The value of n = p / (kB * T), where p is the pressure in Pascals, kB is the Boltzmann constant (which is just the R constant used in the previous question divided by Avogadro's number = 1.38E-23), and T is the temperature in degrees Kelvin. At sea level, p = 101325, so at room temperature n = 101325 / (1.38E-23 * 298.15) = 2.46E25 molecules / cubic meter.

The value of σ = pi * d squared, where d is the average diameter of the molecules. Assuming a value of 3.711 Angstroms for the value d for mean diameter of the molecules in dry air (The Civil Engineering Handbook, Second Edition), then we get σ = 3.1416 * (3.711E-10)^2 = 4.33E-19 square meters.

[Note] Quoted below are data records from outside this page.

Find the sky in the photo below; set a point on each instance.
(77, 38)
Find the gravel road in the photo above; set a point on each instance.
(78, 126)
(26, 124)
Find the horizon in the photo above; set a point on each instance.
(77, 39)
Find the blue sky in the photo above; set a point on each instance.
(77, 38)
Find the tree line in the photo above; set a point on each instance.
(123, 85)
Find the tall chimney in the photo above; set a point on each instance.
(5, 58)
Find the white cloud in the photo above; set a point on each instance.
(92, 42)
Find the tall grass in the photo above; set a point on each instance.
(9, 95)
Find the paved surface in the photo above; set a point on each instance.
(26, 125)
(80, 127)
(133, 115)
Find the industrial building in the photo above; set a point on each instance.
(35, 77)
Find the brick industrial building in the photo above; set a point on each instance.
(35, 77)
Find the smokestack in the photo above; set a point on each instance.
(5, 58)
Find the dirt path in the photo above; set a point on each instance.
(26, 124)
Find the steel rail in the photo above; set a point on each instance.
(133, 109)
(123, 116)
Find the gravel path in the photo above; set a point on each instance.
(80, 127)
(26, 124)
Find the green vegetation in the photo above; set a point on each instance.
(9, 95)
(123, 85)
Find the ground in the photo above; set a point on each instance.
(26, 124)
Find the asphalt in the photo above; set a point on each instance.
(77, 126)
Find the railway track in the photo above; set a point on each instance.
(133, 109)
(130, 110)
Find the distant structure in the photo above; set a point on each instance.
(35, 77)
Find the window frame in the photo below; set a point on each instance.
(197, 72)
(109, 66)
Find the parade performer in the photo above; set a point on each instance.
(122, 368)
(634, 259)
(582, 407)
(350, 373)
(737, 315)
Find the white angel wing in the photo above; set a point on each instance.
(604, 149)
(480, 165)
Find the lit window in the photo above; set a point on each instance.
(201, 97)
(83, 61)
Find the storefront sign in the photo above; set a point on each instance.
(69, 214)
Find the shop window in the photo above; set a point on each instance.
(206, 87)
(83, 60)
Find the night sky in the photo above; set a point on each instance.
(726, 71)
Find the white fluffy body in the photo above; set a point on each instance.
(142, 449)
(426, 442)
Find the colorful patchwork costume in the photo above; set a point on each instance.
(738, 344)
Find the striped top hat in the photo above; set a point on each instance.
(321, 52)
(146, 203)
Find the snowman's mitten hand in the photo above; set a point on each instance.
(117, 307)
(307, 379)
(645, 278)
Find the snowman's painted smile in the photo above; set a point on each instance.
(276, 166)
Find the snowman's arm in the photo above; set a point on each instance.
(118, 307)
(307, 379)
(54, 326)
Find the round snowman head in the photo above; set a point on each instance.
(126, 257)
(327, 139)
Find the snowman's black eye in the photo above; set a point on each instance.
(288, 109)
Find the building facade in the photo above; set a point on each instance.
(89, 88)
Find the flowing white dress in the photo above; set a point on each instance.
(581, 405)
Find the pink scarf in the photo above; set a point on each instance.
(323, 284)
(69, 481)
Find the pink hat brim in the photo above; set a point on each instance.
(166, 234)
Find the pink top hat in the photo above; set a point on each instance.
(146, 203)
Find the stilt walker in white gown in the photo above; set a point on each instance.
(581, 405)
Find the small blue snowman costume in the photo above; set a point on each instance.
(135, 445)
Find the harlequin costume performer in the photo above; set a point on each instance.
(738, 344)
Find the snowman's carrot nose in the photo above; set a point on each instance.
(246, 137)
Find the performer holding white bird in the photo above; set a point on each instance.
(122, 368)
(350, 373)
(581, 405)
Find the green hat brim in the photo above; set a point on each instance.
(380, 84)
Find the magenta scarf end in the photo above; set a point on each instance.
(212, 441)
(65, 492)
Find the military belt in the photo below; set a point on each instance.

Plugging n and σ into the original equation gives a Mean free path value of l = 1/(1.414 * 2.46E25 * 4.33E-19) = 6.64E-08 meters = 66.4 nm.

The diameter of the O2 molecule is slightly smaller than the mean dry air molecule, at about 3.6 Angstroms, so expressed in terms of O2 diameters, the Mean free path = 66.4 / 0.36 = 184, so my answer is B: 180 diameters.

JimWelsh · Jun 29, 2015

Thinking about the math above, and trying to better understand exactly what it is saying for my own benefit, I have the following, hopefully clarifying, thoughts.

First, let's consider the case of a fast-moving molecule M whizzing along a straight line L through a bunch of other stationary molecules with random positions. If the molecules are all d = 3.711 angstroms in diameter, then any other molecule that is within d angstroms of line L will collide with molecule M. The question is how far, on average, does molecule M have to move along line L before such a collision can be expected to occur?

Note that molecule M will have moved down the center of a cylinder C with a radius of d (the radius of one molecule M = d/2, plus the radius of the other molecule that M collided with = d/2; d/2 + d/2 = d) a certain distance, on average, before colliding with another molecule. In other words, cylinder C contains the space within which another molecule may have existed that would have collided with molecule M; if the other molecule were outside cylinder C then a collision is impossible.

From the calculations I posted above, we see that there are 2.46E25 molecules per cubic meter. That means that there is, on average, one molecule every volume V = 1/2.46E25 = 4.063E-26 cubic meters. That means that molecule M will, on average, have to move along cylinder C with radius d the length necessary to give cylinder C a volume of V before a colliding with another molecule. Remember that the formula for the volume of a cylinder is V = pi * r^2 * l, where r is the radius and l is the length. From the previous post, we see that σ is the same as the "pi * r^2" part, so the length l of the cylinder with volume V is l = V / σ. In this case, V = 4.063E-26, and σ = 4.33E-19, so l = 4.063E-26 / 4.33E-19 = 9.38E-8 meters = 93.8 nm.

So, in this case, the Mean free path = 93.8 nm.

Remember that I said that this case was a fast-moving molecule and the other molecules were stationary and randomly-destributed. That case follows a Mean free path formula of l = 1/(n * σ). In the previous post, the formula is l = 1/(sqrt(2) * n * σ). That extra "sqrt(2)" factor basically accounts for the fact that our molecule M, and all the other molecules, are moving about in all different directions at the same average speed in a "Maxwell distribution". After skipping over a whole bunch more complicated math (which you can read about here: http://books.google.com/books?id=Cbp5JP2OTrwC&pg=PA88), the net effect of all those molecules moving about is to make a collision the square root of 2 = 1.414 times more likely, which makes the Mean free path 1/1.414 = 0.707 times as long. Therefore, the Mean free path of our Oxygen molecule is 93.8 * 0.707 = 66.3 nm, which is basically the same answer as the 66.4 derived above, after rounding errors.

JimWelsh · Jul 9, 2015

Do I know how to kill a thread, or what?!?!?

Randy Holmes-Farley · Jul 19, 2015

As Jim correctly pointed out, the mean distance that a molecule in air travels before hitting something is only 180 diameters.

So, imagine you are in your car and you are going 1000 miles an hour, but you only go a couple of hundred feet before hitting something and bouncing off it. That is what it is like to be a molecule in the gas phase!